💝 Today, we will introduce some features of MaxComputer, a big data engine, and MaxComputer SQL. Students interested in hive sql can view the following contents 👇:
- Part I: Import and export of Hive data of Hadoop (DML).
- Part II: Hive query statement of Hadoop.
- Part III: Seven Join statements of Hive in Hadoop.
- Part IV: Ranking of Hive in Hadoop.
- Part V: Partition table of Hive in Hadoop.
- Part VI: Bucket table of Hive in Hadoop.
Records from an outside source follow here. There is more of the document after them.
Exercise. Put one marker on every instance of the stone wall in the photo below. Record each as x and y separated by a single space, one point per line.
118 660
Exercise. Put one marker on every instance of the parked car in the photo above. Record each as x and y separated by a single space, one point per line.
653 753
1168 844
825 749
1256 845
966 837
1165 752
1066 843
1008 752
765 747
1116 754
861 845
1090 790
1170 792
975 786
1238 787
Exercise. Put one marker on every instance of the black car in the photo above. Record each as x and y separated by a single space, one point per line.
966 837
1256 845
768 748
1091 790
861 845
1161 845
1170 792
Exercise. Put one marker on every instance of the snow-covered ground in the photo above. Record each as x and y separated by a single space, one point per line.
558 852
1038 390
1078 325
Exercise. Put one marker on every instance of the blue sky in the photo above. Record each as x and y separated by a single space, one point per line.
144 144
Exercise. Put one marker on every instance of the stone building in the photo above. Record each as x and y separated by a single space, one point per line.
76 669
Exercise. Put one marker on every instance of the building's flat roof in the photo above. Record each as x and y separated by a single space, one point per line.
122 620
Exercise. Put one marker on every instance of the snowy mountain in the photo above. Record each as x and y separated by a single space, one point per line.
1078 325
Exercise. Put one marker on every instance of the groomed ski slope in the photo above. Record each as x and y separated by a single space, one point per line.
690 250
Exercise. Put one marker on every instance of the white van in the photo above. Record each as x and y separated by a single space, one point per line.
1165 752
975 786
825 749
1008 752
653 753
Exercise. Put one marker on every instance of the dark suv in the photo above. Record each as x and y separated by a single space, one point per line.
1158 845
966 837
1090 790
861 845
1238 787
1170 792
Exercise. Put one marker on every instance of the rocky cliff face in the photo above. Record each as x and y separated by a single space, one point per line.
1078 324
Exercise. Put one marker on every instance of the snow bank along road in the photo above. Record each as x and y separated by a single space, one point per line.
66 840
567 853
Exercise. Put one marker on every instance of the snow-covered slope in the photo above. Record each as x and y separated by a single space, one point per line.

🐯 MaxComputer is an enterprise level big data engine. What rules should he pay attention to in the actual production process? What should MaxComputer SQL pay attention to? Next, we will give a detailed explanation.
1. Introduction to maxcomputer
MaxComputer is a fast and fully hosted EB level data warehouse solution designed by Alibaba cloud. The main functions are:
- It is committed to the storage and calculation of batch structured telephone data, and provides solutions for massive data warehouse and analysis and modeling services.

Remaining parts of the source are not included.